I add these labels to my todo items on my todo list app. The app I use allows me to filter my todos by label. So, for example, when I’m at my computer and have some free time, I can choose to see all my at_computer tasks so that I can decide which of them I want to handle now.
You can add any contexts you want. My list of contexts is a work in progress and changes regularly as my needs evolve. And that’s how you handle an actionable item. Next, an actionable item at a later date.
Actionable item at a later date
I’ll discuss how I personally handle this category of items, I can’t recall the exact recommendation of GTD, but I personally handle items in this category in two ways
- Place the item in my tickler folder, without processing it, for processing at a later date (more about tickler folders in an upcoming post) and make an entry in my reminders app to process it, or
- Process the item as if it were an ordinary actionable item as described in the previous section, but schedule the component tasks at the later date
If I determine that the item in my collection station(s) is reference material, I file it appropriately. What this means depends on the particular filing system you choose to implement.

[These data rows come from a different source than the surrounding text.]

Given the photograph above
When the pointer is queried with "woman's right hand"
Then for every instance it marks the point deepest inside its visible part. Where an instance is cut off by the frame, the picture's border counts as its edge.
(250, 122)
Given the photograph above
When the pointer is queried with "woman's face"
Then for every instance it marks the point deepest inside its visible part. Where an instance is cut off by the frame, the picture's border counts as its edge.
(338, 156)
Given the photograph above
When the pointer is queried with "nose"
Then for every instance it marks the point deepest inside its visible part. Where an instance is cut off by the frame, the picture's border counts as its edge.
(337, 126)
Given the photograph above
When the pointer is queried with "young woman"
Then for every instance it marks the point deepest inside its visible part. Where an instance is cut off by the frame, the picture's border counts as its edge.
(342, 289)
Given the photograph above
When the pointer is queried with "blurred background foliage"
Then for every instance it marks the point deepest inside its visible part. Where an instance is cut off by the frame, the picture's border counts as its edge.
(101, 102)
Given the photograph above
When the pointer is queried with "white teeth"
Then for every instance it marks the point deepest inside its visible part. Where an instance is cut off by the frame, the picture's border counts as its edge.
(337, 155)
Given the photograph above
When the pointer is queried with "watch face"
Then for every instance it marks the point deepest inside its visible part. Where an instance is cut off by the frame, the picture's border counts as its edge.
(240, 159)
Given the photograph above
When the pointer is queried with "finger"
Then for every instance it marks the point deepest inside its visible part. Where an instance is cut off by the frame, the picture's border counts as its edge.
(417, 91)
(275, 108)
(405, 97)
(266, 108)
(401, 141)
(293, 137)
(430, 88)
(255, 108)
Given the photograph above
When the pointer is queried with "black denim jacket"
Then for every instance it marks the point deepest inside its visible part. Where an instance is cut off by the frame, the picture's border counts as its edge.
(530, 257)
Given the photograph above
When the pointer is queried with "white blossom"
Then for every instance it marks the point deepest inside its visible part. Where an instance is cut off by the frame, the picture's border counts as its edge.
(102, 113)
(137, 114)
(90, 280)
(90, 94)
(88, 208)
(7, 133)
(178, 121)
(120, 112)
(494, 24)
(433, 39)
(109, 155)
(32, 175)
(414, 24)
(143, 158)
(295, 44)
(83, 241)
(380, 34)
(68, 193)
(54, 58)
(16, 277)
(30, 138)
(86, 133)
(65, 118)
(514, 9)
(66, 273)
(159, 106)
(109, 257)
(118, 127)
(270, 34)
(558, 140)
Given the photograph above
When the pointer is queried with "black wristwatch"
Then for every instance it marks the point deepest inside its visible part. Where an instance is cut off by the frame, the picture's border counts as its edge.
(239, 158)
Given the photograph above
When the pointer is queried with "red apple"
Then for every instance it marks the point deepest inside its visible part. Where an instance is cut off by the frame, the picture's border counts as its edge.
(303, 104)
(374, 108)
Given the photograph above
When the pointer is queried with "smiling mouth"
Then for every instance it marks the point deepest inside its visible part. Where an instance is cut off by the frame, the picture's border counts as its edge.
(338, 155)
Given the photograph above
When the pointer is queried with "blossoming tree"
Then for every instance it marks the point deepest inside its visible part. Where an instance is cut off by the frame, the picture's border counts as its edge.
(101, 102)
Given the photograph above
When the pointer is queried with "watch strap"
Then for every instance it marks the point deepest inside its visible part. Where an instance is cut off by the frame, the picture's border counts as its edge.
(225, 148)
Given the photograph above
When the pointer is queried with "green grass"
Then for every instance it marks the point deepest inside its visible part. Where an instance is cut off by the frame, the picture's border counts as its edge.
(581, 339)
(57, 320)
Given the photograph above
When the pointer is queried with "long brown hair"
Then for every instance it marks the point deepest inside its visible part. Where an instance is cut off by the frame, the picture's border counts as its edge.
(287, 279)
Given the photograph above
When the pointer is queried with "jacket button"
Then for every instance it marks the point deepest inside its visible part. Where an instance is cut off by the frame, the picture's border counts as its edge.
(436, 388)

Personally, I photocopy the item if it’s hardcopy and place it in a suitable notebook in Evernote. If it’s softcopy, I just place it into Evernote directly. Evernote is my filing cabinet, it contains all my reference material as well as meeting minute notes, ideas about stuff I would like to do and assorted personal items like photos of my passport, reward cards, software licenses and user manuals.
It is important that you setup your filing system so that you can easily access the items it contains when you need them. If you cannot find the items later on, you will lose trust in your filing system and your mind will begin to worry about memorizing things again.
If the item is not actionable and is not reference material, just toss it out. A good shredder comes in handy in this case. Never leave irrelevant material in your in-trays or filing system. Their presence there will burry the important stuff under a mountain of irrelevant material and make you lose trust in your system. Toss them out and get peace of mind.
That’s it, the clarify and organize stages of GTD. So let’s wrap up, examine each item in your collection station(s). Determine whether they are actionable, reference material or trash. If they are actionable, organize them into your trusted system as outlined above. If they are reference material, file them appropriately and if they are trash, toss them out. And this concludes my third post on my GTD system.